When C was created, it was very fast because it was almost trivial to turn C code into equivalent machine code. But this was only a short-term benefit; in the 30 years since C was created, processors have changed a lot. The task of mapping C code to a modern microprocessor has gradually become increasingly difficult. Since a lot of legacy C code is still around, however, a huge amount of research effort (and money) has been applied to the problem, so we still can get good performance from the language.

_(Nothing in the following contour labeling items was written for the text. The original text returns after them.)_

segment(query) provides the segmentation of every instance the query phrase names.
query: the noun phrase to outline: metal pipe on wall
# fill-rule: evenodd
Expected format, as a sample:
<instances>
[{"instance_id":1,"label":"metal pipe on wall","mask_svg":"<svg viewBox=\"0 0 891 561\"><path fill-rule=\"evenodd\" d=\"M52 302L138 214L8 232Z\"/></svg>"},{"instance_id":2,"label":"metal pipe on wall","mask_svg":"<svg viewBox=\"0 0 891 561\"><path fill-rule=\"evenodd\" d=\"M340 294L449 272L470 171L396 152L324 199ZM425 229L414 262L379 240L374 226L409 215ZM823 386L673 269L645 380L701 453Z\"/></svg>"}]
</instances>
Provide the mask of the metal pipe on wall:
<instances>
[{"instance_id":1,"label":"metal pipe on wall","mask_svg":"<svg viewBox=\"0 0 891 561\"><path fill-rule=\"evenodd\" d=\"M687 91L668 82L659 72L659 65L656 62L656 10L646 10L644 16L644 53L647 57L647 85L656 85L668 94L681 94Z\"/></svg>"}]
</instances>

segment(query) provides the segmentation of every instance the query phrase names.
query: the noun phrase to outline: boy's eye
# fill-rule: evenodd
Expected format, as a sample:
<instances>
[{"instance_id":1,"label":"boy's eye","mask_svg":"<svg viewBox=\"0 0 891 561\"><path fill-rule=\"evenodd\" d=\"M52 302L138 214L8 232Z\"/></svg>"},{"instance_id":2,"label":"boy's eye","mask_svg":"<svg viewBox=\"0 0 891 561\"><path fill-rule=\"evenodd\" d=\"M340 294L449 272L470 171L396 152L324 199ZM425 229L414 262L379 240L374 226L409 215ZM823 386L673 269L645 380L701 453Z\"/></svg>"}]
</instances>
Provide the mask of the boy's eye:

As a simple example, consider the vector unit found in most desktop processors (for example, MMX, SSE, or 3DNow! in x86 chips; AltiVec in PowerPC). These are also known as Single Instruction Multiple Data (SIMD) units because they perform the same operation on multiple inputs simultaneously. One instruction might take four integers, add them to four other integers, and provide the result as a set of four more integers. Now imagine some code that could be adapted to take advantage of this capability.

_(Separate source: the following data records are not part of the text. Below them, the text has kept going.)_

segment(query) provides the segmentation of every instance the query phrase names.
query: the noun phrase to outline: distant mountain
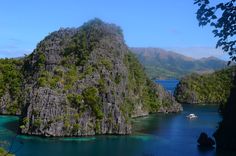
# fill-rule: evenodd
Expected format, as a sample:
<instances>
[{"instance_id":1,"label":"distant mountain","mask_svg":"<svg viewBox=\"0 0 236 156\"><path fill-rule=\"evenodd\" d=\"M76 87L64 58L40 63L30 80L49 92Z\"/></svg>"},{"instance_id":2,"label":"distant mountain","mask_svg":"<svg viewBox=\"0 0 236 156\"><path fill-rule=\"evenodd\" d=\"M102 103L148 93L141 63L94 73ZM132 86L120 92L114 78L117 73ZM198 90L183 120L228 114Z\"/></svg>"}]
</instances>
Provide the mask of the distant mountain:
<instances>
[{"instance_id":1,"label":"distant mountain","mask_svg":"<svg viewBox=\"0 0 236 156\"><path fill-rule=\"evenodd\" d=\"M227 62L216 57L194 59L160 48L130 48L151 79L181 78L190 73L209 73Z\"/></svg>"}]
</instances>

In C, the usual representation of a vector is as an array. Unfortunately, you can’t define operations on arrays, so adding the values in two arrays would be done as a loop in C, with scalar operations in the loop body. A C compiler needs to be able to spot the following facts:
- There are no dependencies between loop iterations.

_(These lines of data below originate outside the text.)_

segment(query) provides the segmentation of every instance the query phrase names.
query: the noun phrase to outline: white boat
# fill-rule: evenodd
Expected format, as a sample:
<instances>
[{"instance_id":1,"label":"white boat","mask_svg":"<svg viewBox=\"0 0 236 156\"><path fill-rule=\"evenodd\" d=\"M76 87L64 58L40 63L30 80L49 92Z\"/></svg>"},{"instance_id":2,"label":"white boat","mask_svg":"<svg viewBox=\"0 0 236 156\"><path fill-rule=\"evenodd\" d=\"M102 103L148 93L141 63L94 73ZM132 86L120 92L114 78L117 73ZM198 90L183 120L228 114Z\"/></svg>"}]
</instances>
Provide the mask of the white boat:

- The operations in the loop are capable of being mapped to vector operations.
This is non-trivial. Now consider a slightly higher-level language, FORTRAN (which predates C by more than two decades, incidentally). FORTRAN has a vector datatype, and operations on it. The only difference between FORTRAN vectors and those understood by the CPU is that FORTRAN vectors are an arbitrary length. All the compiler needs to do is split the vectors into chunks of the correct length.